“Accountability cannot exist without proper accounting practices; in other words, an absence of accounting means an absence of accountability” – Wikipedia entry on Accountability.
Just as financial accountability requires records of financial transactions; personal, team and organisational accountability requires records of what has been done to achieve goals. Both financial accountability, and personal, team and organisational accountability requires progressive records in context, because people quickly forget what needs to happen or what has actually happened.
But what are the best accounting practices? In simple terms they are the means to ensure that each person knows what they need to do, when and with whom. Then after work has been completed, there is some way of knowing what has actually been done, when and by whom.
In general, people don’t like keeping financial records, but they do it because regulations, accounting practices, and management require them to do so. The fact that financial accountability is practised contributes to good governance, value for money, reduced waste, and the availability of records needed to identify and understand where improvement can be achieved.

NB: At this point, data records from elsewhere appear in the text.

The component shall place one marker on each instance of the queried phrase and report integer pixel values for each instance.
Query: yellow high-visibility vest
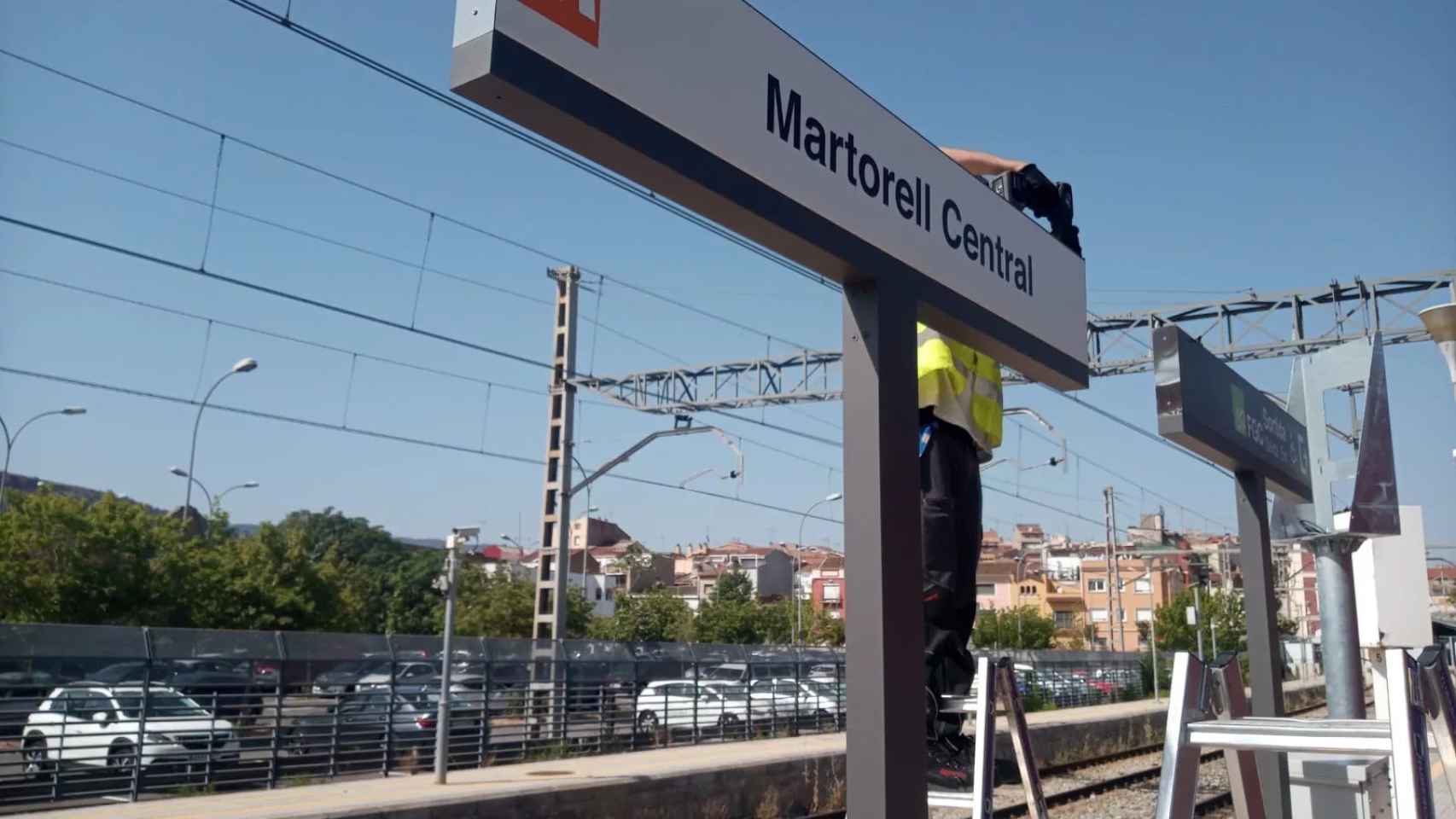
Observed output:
(961, 386)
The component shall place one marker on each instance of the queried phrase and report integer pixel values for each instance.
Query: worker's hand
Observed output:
(985, 163)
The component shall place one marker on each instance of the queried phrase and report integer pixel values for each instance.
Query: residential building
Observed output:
(1117, 604)
(829, 596)
(769, 569)
(587, 575)
(1028, 537)
(1295, 573)
(587, 532)
(639, 573)
(497, 557)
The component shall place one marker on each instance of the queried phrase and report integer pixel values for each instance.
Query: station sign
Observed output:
(1208, 408)
(709, 103)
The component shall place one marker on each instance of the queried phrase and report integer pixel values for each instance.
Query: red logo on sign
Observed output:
(581, 18)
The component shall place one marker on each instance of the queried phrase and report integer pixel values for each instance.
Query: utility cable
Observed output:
(319, 237)
(475, 113)
(389, 197)
(392, 437)
(270, 291)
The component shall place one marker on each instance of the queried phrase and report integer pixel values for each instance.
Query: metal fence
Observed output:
(90, 712)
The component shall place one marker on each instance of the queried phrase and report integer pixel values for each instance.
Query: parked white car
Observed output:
(782, 697)
(102, 726)
(822, 697)
(405, 674)
(683, 705)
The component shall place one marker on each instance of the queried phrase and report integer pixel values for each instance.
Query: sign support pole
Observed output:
(886, 774)
(1266, 652)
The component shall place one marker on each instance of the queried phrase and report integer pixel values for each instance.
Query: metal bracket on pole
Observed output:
(993, 684)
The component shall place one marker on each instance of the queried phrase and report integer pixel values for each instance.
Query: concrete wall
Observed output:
(797, 787)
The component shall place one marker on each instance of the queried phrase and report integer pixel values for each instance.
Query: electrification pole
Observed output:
(554, 562)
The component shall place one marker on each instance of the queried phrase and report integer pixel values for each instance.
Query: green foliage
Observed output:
(501, 606)
(1018, 627)
(654, 617)
(115, 562)
(1222, 612)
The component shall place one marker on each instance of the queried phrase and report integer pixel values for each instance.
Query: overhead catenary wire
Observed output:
(391, 437)
(352, 313)
(323, 239)
(277, 293)
(398, 200)
(356, 354)
(475, 113)
(460, 223)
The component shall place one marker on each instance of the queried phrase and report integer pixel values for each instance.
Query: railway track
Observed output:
(1120, 781)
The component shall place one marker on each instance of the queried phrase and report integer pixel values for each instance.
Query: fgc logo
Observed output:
(581, 18)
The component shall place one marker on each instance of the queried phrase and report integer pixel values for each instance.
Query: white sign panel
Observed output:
(711, 103)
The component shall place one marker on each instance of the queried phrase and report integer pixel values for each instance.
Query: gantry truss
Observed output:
(1248, 328)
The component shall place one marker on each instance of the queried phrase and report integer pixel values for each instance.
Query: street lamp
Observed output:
(181, 472)
(1441, 322)
(245, 485)
(245, 365)
(10, 439)
(798, 549)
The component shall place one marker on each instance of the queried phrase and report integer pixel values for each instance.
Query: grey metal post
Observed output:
(550, 619)
(1336, 585)
(1266, 653)
(1152, 633)
(1197, 619)
(443, 725)
(886, 759)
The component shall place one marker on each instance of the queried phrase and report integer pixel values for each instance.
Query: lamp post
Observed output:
(10, 439)
(798, 549)
(245, 365)
(245, 485)
(181, 472)
(1441, 322)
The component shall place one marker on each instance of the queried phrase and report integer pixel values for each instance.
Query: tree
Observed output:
(826, 630)
(732, 587)
(1222, 614)
(1016, 627)
(503, 606)
(657, 616)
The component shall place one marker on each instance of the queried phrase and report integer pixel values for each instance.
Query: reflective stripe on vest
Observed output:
(969, 371)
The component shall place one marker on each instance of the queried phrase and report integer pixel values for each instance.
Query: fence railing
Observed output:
(92, 712)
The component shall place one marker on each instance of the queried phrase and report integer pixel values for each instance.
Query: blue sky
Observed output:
(1249, 146)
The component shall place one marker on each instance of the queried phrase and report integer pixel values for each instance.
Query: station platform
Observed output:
(797, 775)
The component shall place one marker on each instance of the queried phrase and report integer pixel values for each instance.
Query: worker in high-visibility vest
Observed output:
(960, 399)
(960, 425)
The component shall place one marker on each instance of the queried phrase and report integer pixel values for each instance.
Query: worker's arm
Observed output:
(981, 162)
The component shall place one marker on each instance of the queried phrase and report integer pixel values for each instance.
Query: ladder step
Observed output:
(938, 798)
(958, 703)
(1287, 734)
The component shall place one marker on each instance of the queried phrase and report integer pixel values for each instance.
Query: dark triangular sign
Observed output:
(1377, 508)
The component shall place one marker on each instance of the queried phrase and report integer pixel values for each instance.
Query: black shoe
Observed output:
(946, 769)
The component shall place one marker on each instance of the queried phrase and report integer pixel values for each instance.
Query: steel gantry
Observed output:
(1235, 329)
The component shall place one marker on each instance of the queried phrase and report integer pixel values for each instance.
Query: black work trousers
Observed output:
(950, 547)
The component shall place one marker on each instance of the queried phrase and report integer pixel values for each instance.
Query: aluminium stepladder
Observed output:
(1208, 709)
(1439, 695)
(993, 684)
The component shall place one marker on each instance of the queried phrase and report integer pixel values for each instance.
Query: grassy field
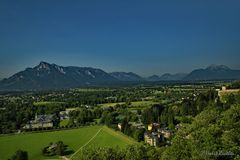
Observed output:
(47, 103)
(74, 138)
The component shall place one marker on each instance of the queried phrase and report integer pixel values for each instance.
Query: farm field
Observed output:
(74, 138)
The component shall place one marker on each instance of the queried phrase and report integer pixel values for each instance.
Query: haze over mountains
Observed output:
(51, 76)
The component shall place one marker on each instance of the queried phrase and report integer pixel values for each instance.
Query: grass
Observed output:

Often managers are reluctant to demand similar levels of personal and team accountability to financial accountability. The governance and productivity benefits of increased personal accountability are significant, but the lack of workable tools and perceived cultural resistance often causes managers to forgo these benefits.
Another concern of managers is that they need to be more personally accountable for what they want teams and individuals to achieve. This makes it easier for people at the working level to align what they are doing with management direction and then record and communicate what they are doing or have done.
For workable accountability throughout an organisation, distributed management practices that account for what people are actually doing need to be developed and sustained. In particular, strategies, projects and tasks need to be linked to personal actions/To Do’s. This linkage provides alignment and ensures that personal To Do’s are contributing to team and organisational goals.
Just as financial management software makes it easy to manage finances; task, team and time management software makes it easy to manage and sustain personal and team accountability.
With strong management support, one can facilitate and sustain personal and team accountability to significantly improve workplace governance and productivity.
Developing plans that are easy for all team members to understand and implement is not easy. However without a workable plan, a lot of time and effort is wasted trying to achieve a task goal.
The core of team planning is to develop and complete a list of all the items/To Do’s that will achieve the task goal. The list is usually developed in a team meeting and hopefully each team member then manages and does what they need to do.
Communications and more meetings are used to keep the master list up-to-date and to ensure that team members have completed their To Do’s. This sounds easy, but when each team member has many tasks, the time and effort required to manually coordinate To Do’s is rarely available.
A simple Plan-on-a-Page has been shown to be an easy way to create and manage a team master list of To Do’s. In addition to the list of To Do’s, the Plan-on-a-Page includes the plan context (task dates, goal, assumptions, risks, objectives), the person responsible for each To Do and other team members who need to assist, the stakeholders and resources. This additional information makes the plan understandable and more likely to be implemented by team members as intended.
For larger plans, a simple task tree can be employed to show how a number of Plans-on-a-Page fit together. The important point is that each Plan-on-a-Page is a complete standalone plan that a specific team can understand, own and implement.